Another situation in which effort may not respond in the expected fashion to a change in transitory wages is when workers have an earnings target that they apply narrowly. For example, Camerer, Babcock, Loewenstein and Thaler (1997) found that New York City cab drivers quit early on days when their hourly earnings were high and worked longer hours when their earnings were low. The authors speculated that the cab drivers may have had a daily earnings target beyond which their motivation to continue working dropped off. Although there appear to be exceptions to the generality of the positive relationship between pay and effort, our focus in this paper is on the second assumption – that an increase in motivation and effort will result in improved performance. The experiments we report address the question of whether increased effort necessarily leads to improved performance. Providing subjects with different levels of incentives, including incentives that were very high relative to their normal income, we examine whether, across a variety of different tasks, an increase in contingent pay leads to an improvement or decline in performance. We find that in some cases, and in fact most of the cases we examined, very high incentives result in a decrease in performance. These results provide a counterexample to the assumption that an increase in motivation and effort will always result in improved performance. […] in Dan Ariely, Uri Gneezy, George Loewenstein, and Nina Mazar, “Large Stakes and Big Mistakes“, Review of Economic Studies (2009) 75, 1-19 0034-6527/09. [PDF available here]
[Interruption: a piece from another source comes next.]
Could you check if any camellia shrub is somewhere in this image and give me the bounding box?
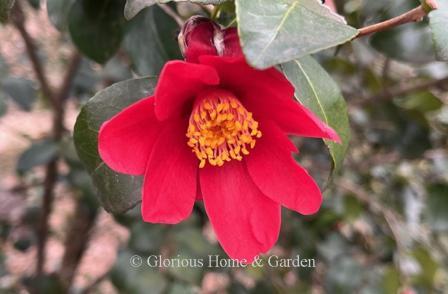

Now, these are not stories, these are facts. These are one of the most robust findings in social science,… yet, one of the most ignored [sic]. And they keep coming in. Such as the fallacy of the supply and demand model (March 2008). Anyway, enough good material (a simple paper with profound implications)… for one day. But hey, …Oh, if you are still wondering what other paper inspired the specific drawings at minute 7′:40” and on, in the first video over this post, well, here it is: Kristina Shampan’er and Dan Ariely (2007), “How Small is Zero Price? The True Value of Free Products“, in Marketing Science. Vol. 26, No. 6, 742 – 757. [PDF available here]… Got it ?!

[...] People should learn how to play Lego with their minds. Concepts are building bricks [...] V. Ramos, 2002.